Ощутив на языке горячую до нестерпимую горечь, он вынул изо рта окурок самокрутки и щелчком послал его в воздух. Говорят, сегодняшняя операция прошла успешно. Несмотря на значительные потери, удалось немного продвинуться. Дро посторонился, пропуская носилки. Молодой офицер с залитым кровью лицом лежал на них, запрокинув голову. Рука соскользнула с носилок и безжизненно болталась сбоку.

За носилками торопливо шагала знакомая медсестра. Проходя мимо, она, как всегда, игриво задела его пухленьким локотком. Дро знал, что нравится ей, но сегодня это почему-то его совсем не волновало.

Полная, круглолицая, с маленьким вздернутым носиком, она остановилась перед ним, призывно глядя круглыми серыми глазами.

— Бедный юноша, — сокрушенно сказала она. — Такой молоденький, хорошенький. Проклятая война.

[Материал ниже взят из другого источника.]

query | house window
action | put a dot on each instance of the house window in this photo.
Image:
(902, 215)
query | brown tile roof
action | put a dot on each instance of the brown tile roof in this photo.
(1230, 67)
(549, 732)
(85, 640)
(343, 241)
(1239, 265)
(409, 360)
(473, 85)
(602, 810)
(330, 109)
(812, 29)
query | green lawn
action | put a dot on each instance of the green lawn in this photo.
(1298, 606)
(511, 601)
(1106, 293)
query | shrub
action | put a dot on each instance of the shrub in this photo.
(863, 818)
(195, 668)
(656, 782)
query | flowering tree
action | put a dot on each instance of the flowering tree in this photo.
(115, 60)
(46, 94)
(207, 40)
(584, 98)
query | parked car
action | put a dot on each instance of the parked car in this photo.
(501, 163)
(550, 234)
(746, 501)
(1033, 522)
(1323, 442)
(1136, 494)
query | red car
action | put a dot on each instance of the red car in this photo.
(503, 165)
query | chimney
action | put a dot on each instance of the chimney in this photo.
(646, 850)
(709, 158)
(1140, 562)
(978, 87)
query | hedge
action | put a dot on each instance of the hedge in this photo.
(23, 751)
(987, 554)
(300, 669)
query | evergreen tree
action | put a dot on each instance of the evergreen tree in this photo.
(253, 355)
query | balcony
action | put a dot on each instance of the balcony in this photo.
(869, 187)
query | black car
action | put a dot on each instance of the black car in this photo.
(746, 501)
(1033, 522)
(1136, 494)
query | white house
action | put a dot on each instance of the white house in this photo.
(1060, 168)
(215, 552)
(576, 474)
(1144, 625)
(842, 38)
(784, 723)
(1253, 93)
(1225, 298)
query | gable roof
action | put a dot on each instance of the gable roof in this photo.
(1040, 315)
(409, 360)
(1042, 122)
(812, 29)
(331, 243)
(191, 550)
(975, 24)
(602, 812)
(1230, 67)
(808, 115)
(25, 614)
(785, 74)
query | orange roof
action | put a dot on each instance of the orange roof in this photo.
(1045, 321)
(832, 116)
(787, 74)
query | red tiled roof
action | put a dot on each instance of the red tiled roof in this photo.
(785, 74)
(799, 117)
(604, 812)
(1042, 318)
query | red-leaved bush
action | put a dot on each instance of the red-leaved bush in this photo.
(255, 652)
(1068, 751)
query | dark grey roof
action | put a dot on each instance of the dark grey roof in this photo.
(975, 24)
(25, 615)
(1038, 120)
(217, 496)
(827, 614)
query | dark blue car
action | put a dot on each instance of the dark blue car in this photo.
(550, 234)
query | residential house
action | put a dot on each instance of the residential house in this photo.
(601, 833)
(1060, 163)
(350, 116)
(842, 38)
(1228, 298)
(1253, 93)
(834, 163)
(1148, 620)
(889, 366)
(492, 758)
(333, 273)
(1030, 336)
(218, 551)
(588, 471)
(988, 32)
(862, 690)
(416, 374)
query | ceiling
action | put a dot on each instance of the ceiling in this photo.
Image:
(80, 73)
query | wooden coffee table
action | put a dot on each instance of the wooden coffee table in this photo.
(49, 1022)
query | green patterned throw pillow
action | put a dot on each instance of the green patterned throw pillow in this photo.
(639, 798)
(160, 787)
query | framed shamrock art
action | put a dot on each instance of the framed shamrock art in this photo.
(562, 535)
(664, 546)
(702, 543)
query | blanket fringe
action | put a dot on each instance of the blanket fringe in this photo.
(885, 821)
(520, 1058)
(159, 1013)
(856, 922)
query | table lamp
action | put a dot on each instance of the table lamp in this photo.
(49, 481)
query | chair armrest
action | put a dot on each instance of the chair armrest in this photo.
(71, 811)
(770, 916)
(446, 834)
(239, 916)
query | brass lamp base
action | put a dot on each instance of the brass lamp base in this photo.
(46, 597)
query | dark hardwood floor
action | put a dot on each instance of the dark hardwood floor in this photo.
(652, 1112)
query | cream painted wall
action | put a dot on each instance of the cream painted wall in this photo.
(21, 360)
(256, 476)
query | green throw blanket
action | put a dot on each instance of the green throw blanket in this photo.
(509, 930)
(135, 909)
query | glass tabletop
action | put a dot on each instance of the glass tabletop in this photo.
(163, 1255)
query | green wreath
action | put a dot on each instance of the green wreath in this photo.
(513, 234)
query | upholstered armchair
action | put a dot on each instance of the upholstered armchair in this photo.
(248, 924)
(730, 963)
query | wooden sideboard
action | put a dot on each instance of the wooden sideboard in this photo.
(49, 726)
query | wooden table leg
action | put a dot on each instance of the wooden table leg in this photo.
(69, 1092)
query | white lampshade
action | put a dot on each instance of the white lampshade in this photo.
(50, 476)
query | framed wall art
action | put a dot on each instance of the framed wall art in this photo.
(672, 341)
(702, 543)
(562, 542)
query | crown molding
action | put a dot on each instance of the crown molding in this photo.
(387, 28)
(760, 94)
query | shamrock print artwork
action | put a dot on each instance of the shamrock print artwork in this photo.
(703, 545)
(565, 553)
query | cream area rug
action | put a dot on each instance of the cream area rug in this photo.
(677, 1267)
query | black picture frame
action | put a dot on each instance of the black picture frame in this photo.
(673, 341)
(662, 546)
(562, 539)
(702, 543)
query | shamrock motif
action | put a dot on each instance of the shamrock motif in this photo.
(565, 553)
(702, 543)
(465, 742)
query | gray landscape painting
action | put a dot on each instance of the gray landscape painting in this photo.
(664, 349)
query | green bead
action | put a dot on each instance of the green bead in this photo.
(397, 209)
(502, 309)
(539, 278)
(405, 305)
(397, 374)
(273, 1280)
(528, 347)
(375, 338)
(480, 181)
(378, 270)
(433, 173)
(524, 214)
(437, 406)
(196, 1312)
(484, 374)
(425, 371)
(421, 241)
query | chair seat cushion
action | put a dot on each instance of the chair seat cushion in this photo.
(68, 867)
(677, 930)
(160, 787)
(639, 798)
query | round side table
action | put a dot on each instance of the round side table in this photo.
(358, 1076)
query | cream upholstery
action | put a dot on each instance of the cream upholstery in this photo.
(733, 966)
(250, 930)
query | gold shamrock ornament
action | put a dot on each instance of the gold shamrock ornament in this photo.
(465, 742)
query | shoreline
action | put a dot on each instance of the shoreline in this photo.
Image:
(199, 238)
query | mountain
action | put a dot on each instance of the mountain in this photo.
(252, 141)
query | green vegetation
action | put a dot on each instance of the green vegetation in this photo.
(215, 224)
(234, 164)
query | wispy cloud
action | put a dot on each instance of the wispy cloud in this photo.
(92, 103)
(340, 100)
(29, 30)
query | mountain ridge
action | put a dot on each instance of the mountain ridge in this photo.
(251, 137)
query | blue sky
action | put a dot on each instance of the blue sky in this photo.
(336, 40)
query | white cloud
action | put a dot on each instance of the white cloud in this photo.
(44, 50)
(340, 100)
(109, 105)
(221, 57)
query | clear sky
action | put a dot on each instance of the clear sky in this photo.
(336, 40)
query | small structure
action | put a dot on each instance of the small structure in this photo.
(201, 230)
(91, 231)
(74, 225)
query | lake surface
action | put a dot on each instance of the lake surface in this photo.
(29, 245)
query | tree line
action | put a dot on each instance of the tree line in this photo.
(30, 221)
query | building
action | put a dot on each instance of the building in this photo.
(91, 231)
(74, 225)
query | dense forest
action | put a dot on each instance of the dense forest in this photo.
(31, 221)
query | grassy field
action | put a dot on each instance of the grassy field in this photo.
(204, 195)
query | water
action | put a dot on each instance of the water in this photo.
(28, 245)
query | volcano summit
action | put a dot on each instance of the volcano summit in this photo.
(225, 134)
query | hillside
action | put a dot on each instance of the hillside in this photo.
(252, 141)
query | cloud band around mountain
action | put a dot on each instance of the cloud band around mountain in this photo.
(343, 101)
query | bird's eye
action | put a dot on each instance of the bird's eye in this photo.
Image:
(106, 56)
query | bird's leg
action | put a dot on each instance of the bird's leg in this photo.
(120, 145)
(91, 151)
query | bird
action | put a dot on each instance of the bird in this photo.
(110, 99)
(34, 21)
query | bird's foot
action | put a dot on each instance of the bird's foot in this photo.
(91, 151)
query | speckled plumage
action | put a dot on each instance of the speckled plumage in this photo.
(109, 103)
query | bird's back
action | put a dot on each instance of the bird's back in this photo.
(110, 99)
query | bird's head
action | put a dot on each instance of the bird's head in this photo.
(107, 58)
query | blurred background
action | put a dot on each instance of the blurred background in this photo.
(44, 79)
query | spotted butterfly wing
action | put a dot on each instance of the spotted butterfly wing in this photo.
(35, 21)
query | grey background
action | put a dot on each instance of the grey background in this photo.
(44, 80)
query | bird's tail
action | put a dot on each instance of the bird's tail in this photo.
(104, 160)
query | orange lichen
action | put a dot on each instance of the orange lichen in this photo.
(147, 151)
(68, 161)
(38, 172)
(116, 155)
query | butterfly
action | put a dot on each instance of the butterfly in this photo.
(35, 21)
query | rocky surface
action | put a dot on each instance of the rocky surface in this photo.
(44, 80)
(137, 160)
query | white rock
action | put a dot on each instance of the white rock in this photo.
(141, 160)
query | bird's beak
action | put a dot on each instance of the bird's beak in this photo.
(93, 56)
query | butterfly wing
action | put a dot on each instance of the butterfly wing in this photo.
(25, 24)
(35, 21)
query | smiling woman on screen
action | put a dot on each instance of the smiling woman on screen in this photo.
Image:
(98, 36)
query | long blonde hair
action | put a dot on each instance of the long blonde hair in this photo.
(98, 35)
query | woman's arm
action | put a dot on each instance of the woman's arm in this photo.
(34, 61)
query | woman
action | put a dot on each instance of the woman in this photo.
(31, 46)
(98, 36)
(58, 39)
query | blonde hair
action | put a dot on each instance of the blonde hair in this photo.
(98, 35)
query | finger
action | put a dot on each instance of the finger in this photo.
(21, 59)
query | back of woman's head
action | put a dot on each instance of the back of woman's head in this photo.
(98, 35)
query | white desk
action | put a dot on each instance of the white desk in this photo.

Дро вспомнил неживое лицо офицера, изуродованное нашлепками запекшейся крови. Хорошенький! Ну и словечко!

— Да, чуть не забыла, — продолжала между тем женщина, многозначительно поигрывая светлыми бровями. — Вам письмо. С утра ношу, все недосуг было передать.

Она порылась в кармане фартука и извлекла на белый свет уже довольно замусоленный конверт. Дро, не чинясь, выхватил его у нее из рук. Он сразу узнал крупный ученический почерк Марго. Рывком вскрыл конверт и забегал глазами по строчкам. Ее первое письмо. Боже, как он ждал его! В висках застучало, во рту пересохло от безумного волнения.

Она писала о своей жизни, о работе в госпитале, о том, как устает и как счастлива оттого, что может быть полезна. Писала спокойно и обстоятельно, слишком обстоятельно, слишком спокойно. Он впился глазами в ровные четкие строчки, пытаясь найти в них скрытый, тайный смысл, и не находил. Ни слова любви, тоски, надежды, ничего, а он так ждал именно этого. Тогда, на вокзале, она была совсем другой, трепетной, любящей, или ему только показалось и он опять обманулся? Дро еще раз пробежал глазами письмо. Пустота. Не зря его мучили дурные предчувствия, и он строчил и строчил ей письма, бережно складывал и… не отправлял.